Sleep? Well, my sleep was red wine induced (just for the record, I’m only good for one glass), so I fell asleep in short order, but typically awoke at about 3:00 AM thinking about every single current stressful situation in my life (injured child living 900 miles from home, jobless child living at home, husband working long hours, dog recovering from ACL surgery, EP’s and SLO’s…aka the alphabet soup of educators, inquiry projects, curriculum writing, technology and medical training, and oddly enough, even my inability to recall the names of former students…). Not good. Not good at all.

Going to church last Sunday was not enough to fill my spirituality component for the week. Nor should I ever expect it to be. Kinda needs to be a daily thing for me. My book of daily scripture readings went untouched. Prayers were fast and furious. Yoga, which has become a time to meditate and rejuvenate, never happened.

Yep. It was a disaster just waiting to happen. No wonder I felt physically and emotionally drained.
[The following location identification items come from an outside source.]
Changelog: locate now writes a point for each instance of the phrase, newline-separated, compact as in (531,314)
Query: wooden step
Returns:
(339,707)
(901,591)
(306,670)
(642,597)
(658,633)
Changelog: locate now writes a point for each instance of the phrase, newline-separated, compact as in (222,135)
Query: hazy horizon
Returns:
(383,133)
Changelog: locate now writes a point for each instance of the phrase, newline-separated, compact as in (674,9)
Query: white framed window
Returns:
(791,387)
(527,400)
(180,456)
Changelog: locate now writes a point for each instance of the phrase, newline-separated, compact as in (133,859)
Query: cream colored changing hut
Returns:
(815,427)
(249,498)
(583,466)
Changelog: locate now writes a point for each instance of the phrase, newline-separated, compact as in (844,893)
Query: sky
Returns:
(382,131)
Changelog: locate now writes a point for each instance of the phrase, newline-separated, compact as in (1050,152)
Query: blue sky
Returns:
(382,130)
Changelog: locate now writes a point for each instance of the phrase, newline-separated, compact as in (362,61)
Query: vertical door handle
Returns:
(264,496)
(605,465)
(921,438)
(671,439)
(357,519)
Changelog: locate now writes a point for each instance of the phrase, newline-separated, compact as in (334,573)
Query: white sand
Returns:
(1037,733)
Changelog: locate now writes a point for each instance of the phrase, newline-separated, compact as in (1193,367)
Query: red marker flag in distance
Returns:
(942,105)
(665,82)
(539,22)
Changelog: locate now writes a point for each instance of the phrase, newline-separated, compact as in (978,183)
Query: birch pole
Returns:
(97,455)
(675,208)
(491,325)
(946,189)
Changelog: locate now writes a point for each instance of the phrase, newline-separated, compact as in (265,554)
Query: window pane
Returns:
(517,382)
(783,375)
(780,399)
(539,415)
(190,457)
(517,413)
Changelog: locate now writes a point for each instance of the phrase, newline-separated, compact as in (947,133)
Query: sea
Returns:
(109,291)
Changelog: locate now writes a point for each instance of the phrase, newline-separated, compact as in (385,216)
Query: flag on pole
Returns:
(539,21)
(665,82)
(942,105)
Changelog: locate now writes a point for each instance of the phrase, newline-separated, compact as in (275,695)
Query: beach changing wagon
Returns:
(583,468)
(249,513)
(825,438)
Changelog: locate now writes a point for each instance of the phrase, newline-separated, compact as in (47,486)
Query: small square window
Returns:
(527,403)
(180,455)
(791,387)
From Wednesday on, I was living with a headache, neck pain, and a tightness in my upper back. I won’t even mention the fact that I felt close to tears. Couldn’t even blame hormones.

As I reflected upon all of this, I recalled the words in one of the best Ted Talks ever (presented during inservice this past week):

So what.

Now what?

Well, for starters, I know I need to get back to being prepared. I need to stock my desk with healthy snacks. I need to have a water bottle and/or tumbler full of tea with me at all times. I need to prep food on Sunday nights so I am ready for the busyness of the week.

I need to listen to my body. Seems to be a recurring theme for me, doesn’t it. Some days “no workout” is the best choice. And sometimes workouts can be shortened. Or slightly modified. And there is nothing wrong with going for a walk. Did I mention I need to listen to my body?

I probably need to save the wine for the weekends. ‘nough said.

Getting a Bible app for my phone with daily messages would be a good plan, as my phone is always near. Pray. As trite as it sounds, I understand the benefits of the “let go, let God” mentality. Worry does me no good. If I can do something about it great. If not, well, no sense dwelling on it and letting it overtake my life.

So here I am, at noon on Friday, already feeling incredibly more positive than I was just 24 hours ago. Amazing what a little self love can do.

So how about you? Do you have any advice for healthy living? What do you do to keep yourself feeling your best?